In their paper, the team examined the crystal structure of the catalytic subunit of the delta subtype of PI3 kinase, when bound to nine different inhibitors - some which were selective for that particular subtype and some which were nonselective or pan-inhibitors of PI3 kinase.

They found that with one exception, the inhibitors they studied fell into two different groups: One group, which the scientists described as "propeller-shaped" in their paper, is specific for the delta subtype because they change the shape of the ATP binding pocket when they bind; a second group of flatter inhibitors do not induce this shape change when they bind, and are not selective for the delta subtype.

In one sense, the work is similar to recent studies showing that G-protein coupled receptors with very similar amino acid sequences in their binding sequence can be specifically targeted. (See BioWorld Today, Jan. 11, 2010.)

But the nature of the targeting is different in each case: While the work on GPCR's suggested that allosteric modulation - inducing changes in the ligand-binding pocket through additional drugs that target other parts of the receptor - the data now published in Nature Chemical Biology suggested ways to design compounds that interact with the ATP-binding pocket - the classic target - but nevertheless bind specifically to one subtype.

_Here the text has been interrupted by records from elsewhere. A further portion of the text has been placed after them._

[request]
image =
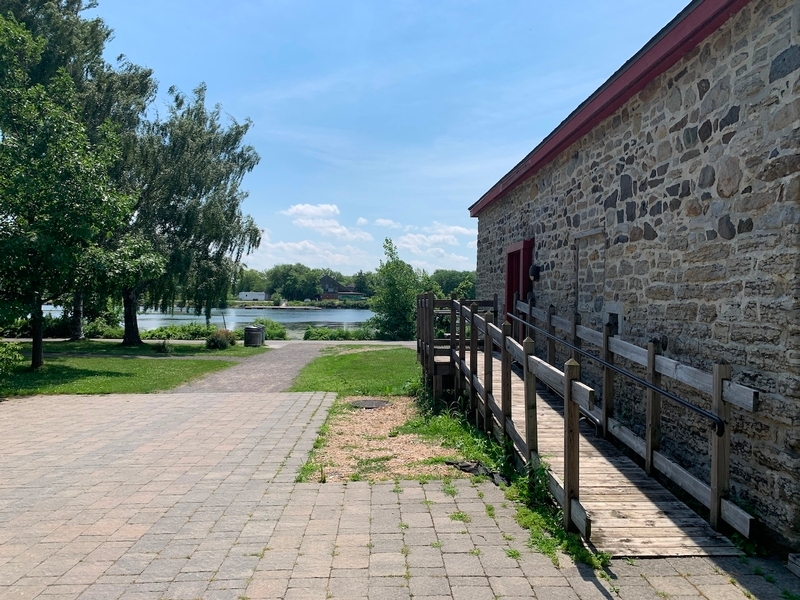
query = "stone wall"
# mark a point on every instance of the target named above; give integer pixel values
(694, 184)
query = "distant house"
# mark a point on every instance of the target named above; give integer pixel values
(253, 296)
(333, 290)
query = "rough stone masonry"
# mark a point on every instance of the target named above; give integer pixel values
(695, 185)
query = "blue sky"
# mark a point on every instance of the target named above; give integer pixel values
(383, 118)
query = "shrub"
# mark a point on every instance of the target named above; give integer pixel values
(220, 340)
(272, 329)
(9, 357)
(189, 331)
(100, 330)
(164, 347)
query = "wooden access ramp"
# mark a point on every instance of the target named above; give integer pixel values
(631, 514)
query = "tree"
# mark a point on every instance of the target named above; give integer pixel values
(250, 280)
(294, 282)
(449, 280)
(74, 45)
(57, 199)
(365, 283)
(188, 169)
(394, 302)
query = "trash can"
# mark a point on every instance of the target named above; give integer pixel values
(253, 336)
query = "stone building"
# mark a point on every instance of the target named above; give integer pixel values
(670, 200)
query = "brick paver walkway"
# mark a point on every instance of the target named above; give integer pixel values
(192, 495)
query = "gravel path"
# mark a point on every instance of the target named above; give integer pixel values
(272, 371)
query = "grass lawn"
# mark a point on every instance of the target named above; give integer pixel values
(104, 348)
(355, 371)
(78, 375)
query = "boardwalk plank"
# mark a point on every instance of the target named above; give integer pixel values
(632, 514)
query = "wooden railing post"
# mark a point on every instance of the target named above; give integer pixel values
(418, 331)
(532, 321)
(572, 372)
(505, 381)
(462, 345)
(576, 341)
(551, 329)
(531, 429)
(652, 408)
(720, 446)
(430, 336)
(473, 359)
(488, 350)
(608, 379)
(453, 347)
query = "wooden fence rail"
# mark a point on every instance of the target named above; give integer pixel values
(454, 360)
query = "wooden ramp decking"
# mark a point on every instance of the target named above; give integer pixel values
(632, 514)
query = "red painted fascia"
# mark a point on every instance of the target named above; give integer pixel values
(693, 25)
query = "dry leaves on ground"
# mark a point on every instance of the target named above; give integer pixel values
(360, 446)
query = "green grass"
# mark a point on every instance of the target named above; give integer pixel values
(372, 373)
(111, 375)
(103, 348)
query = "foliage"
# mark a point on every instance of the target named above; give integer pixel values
(382, 372)
(460, 283)
(187, 331)
(118, 375)
(294, 282)
(188, 169)
(220, 340)
(272, 329)
(249, 280)
(57, 197)
(340, 334)
(100, 330)
(100, 348)
(9, 357)
(51, 327)
(394, 302)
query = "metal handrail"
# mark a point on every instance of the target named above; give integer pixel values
(719, 424)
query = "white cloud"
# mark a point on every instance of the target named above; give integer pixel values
(334, 228)
(438, 258)
(313, 254)
(311, 210)
(417, 242)
(387, 223)
(442, 229)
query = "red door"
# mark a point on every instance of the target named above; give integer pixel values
(519, 258)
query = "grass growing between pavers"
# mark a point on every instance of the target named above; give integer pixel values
(112, 375)
(105, 348)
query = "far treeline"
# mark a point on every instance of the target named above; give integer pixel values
(106, 199)
(298, 282)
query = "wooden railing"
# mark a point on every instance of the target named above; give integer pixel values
(492, 415)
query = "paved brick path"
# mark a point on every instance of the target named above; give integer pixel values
(273, 371)
(192, 495)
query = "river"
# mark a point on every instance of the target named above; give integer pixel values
(294, 319)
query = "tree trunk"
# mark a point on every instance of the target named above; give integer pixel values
(76, 323)
(130, 302)
(37, 327)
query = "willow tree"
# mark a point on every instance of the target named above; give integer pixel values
(187, 171)
(56, 198)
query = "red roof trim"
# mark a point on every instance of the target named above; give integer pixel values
(694, 24)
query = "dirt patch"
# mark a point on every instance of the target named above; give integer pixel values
(362, 444)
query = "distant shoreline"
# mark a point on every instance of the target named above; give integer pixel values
(281, 307)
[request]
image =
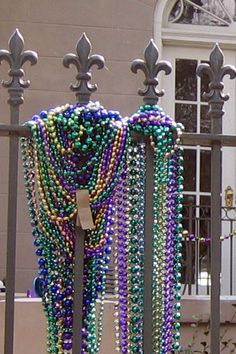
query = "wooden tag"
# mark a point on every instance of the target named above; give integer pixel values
(84, 217)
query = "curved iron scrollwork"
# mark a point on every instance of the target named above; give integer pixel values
(83, 61)
(151, 67)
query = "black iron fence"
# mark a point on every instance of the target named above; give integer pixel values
(198, 252)
(197, 238)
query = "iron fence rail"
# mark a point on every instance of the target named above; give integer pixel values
(16, 57)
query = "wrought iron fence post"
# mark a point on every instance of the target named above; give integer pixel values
(216, 71)
(83, 89)
(16, 57)
(151, 67)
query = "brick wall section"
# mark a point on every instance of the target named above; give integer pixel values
(118, 29)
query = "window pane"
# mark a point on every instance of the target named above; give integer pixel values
(189, 170)
(186, 80)
(187, 115)
(204, 83)
(205, 171)
(205, 124)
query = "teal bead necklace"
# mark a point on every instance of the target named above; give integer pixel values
(87, 147)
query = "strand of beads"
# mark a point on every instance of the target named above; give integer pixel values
(121, 265)
(136, 178)
(73, 147)
(163, 132)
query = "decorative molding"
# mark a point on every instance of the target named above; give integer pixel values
(202, 12)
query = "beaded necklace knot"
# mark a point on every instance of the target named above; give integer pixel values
(87, 147)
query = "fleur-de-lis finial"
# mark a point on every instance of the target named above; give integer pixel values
(216, 71)
(151, 68)
(16, 57)
(83, 62)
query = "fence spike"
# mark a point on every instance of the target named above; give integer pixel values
(216, 71)
(16, 57)
(151, 67)
(83, 61)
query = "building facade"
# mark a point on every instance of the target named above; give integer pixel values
(185, 32)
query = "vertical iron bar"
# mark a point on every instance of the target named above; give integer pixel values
(215, 246)
(197, 253)
(15, 57)
(11, 236)
(148, 241)
(208, 268)
(78, 290)
(83, 90)
(215, 70)
(231, 258)
(189, 253)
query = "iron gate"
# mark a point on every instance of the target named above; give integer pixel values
(16, 57)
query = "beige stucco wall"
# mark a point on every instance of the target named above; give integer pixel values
(30, 325)
(119, 30)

In a press release announcing the publication of the paper, Intellikine said that "over the past several years, Intellikine scientists have exploited the insights from these co-crystal structures to design multiple series of isoform-selective inhibitors. As a result, we recently designated INK1197, an exquisitely selective delta/gamma isoform inhibitor, as a preclinical development candidate therapy for inflammatory and respiratory disease."

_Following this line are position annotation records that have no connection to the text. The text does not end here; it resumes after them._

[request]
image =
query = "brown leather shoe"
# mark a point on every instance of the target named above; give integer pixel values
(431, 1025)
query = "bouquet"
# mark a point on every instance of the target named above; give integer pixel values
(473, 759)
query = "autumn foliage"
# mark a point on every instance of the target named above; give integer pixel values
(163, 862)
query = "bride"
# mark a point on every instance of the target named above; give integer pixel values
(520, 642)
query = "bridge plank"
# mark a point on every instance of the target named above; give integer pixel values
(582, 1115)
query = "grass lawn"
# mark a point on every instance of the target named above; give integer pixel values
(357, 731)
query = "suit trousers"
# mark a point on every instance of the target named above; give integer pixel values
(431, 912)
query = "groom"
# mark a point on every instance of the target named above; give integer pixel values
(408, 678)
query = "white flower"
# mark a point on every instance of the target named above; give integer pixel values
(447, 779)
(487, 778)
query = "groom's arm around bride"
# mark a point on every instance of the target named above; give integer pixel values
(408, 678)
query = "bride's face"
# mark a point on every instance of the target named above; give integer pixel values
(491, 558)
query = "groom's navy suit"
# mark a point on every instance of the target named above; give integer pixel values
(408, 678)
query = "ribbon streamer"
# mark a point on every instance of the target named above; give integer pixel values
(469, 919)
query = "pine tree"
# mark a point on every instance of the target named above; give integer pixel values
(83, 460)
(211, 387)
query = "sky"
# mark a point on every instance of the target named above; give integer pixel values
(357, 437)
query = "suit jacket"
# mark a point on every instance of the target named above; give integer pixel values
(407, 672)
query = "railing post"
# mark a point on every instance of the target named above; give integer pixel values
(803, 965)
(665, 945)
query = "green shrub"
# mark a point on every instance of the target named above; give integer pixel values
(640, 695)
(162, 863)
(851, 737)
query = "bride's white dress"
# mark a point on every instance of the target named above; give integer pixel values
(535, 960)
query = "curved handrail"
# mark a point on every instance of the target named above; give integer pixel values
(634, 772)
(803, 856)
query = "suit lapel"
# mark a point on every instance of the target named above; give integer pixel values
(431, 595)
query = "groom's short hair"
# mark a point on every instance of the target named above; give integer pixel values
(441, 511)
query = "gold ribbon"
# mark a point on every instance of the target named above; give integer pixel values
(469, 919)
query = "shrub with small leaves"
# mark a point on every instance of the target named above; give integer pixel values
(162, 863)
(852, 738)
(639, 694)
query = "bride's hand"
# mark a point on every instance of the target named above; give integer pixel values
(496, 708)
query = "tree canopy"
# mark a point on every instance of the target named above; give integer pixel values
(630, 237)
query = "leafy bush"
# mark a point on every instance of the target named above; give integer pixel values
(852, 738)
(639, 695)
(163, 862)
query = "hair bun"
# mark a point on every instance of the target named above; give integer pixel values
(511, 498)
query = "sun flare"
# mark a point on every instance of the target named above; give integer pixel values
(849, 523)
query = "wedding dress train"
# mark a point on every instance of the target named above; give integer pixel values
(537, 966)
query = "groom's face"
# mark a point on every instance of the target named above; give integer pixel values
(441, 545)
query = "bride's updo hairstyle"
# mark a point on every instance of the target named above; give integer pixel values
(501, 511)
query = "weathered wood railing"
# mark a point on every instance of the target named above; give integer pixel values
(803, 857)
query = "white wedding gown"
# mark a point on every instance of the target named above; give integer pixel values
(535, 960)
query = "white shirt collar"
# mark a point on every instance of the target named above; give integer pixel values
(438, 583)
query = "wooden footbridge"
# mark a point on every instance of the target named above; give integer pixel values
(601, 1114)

Rommel declined to give specifics on the shape or binding of INK1197, which was not itself used for the work published in Nature Chemical Biology. Two years after its founding, the company announced the start of its first trial with INK128, a small-molecule inhibitor of both the TORC1 and TORC2 complexes, which are key components of the PI3K/mTOR pathway, just last week. Rommel said that Intellikine hopes to be in the clinic with INK1197 "with a similar rate of urgency."